Arango et al21 found that exposure of colon cancer cells to oxaliplatin resulted in G2/M arrest and apoptosis. Cheng et al22 found that there was a significant increase in the G2/M population in ERCC1-low HCC827 and PC9 cells induced by either cisplatin or olaparib, and that the combination of cisplatin and olaparib led to an even more prominent G2/M arrest than either agent alone. Our results suggest that oxaliplatin alone can cause G2/M arrest (P<0.05), and that cells treated with combination of olaparib and oxaliplatin have more G2/M-phase cells than control cells (P<0.01). Additionally, our study found that cells treated with combination of olaparib and oxaliplatin have more G2/M-phase cells than cells treated with oxaliplatin alone (P<0.05). Taken together, these results show that olaparib and oxaliplatin have a synergistic effect on G2/M arrest, and that olaparib helps oxaliplatin to arrest CRC cells in G2/M-phase.

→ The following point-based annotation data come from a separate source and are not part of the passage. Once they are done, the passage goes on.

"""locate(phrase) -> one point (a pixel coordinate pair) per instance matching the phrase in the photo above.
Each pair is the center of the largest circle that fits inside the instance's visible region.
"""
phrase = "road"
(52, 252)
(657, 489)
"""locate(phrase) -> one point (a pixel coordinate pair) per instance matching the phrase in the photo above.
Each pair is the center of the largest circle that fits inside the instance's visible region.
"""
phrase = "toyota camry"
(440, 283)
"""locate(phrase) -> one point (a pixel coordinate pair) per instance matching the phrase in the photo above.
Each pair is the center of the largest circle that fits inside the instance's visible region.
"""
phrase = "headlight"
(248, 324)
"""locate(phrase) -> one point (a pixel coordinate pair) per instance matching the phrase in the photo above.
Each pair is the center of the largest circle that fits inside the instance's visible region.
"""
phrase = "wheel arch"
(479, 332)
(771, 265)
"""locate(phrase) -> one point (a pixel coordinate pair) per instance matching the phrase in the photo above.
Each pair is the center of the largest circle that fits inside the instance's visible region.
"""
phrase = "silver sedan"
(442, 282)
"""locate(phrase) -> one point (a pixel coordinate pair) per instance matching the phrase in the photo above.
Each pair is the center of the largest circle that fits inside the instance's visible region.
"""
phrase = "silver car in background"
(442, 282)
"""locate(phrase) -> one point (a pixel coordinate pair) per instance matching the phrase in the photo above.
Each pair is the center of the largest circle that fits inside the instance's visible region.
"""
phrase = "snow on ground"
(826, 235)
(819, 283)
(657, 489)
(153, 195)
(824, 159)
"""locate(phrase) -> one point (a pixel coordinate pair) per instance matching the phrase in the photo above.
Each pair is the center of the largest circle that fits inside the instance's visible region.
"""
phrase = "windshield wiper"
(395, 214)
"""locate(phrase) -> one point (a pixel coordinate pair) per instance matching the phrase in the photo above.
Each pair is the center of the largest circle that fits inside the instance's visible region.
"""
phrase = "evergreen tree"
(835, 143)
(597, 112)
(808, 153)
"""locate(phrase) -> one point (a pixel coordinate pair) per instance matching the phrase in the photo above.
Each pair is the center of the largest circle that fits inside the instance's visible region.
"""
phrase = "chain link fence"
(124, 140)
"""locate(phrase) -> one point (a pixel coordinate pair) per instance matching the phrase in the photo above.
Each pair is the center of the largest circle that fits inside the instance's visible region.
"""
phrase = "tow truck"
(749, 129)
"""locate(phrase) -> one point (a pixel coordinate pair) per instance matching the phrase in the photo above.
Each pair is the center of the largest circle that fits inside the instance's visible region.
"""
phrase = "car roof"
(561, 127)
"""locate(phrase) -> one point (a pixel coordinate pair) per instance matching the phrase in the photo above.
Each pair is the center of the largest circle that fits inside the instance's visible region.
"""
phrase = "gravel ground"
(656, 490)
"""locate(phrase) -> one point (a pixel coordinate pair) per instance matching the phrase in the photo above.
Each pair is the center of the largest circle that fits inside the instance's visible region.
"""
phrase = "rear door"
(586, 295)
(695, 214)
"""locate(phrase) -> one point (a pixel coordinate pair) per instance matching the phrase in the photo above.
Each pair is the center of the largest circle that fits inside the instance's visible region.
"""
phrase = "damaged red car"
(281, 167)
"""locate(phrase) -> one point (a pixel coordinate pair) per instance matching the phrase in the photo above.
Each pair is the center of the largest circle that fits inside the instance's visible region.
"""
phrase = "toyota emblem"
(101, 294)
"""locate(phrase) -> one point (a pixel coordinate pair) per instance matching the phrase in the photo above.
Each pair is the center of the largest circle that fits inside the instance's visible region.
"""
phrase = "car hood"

We performed the in vivo experiments using an SW480 CRC cells xenograft model. When analyzing the data on tumor volume, we compared the differences between the total curves of the groups, rather than the differences at specific times, such as at 22, 25, or 28 days following the first administration. Olaparib or oxaliplatin treatments alone did not slow tumor growth (P>0.05). However, when compared with controls, the combination of olaparib and oxaliplatin delayed tumor growth (P<0.05). Consequently, we conclude that olaparib helps oxaliplatin to slow tumor growth. Immunohistochemical staining of Ki67 showed that proliferation in the combined treatment group was lower than that of the other groups.
When we compared the effects on tumor volume, we demonstrated that treatment with oxaliplatin alone did not slow tumor growth (P>0.05), but that the combination of olaparib and oxaliplatin did (P<0.05). However, our results do not prove that tumor cells treated with olaparib and oxaliplatin are of less volume or weight than those treated with oxaliplatin. This is a limitation of our study. We plan further studies exploring the combination of olaparib and oxaliplatin.
The Sun Yat-sen University and First Affiliated Hospital Institutional Ethical Board approved the use of athymic nude mice for research purposes in this study (no 2013-147). No ethics statement was required from the institutional review board for the use of human cell lines. All animal-handling procedures were performed according to the Guide for the Care and Use of Laboratory Animals of the National Institutes of Health and followed the guidelines of the Animal Welfare Act. The manuscript does not describe clinical studies, and does not include patient data.
This study was supported by grants from the National Natural Science Foundation of China (NSFC-2011-81172339) and Guangdong Natural Science Foundation (2011B031800118).
The authors report no conflicts of interests in this work.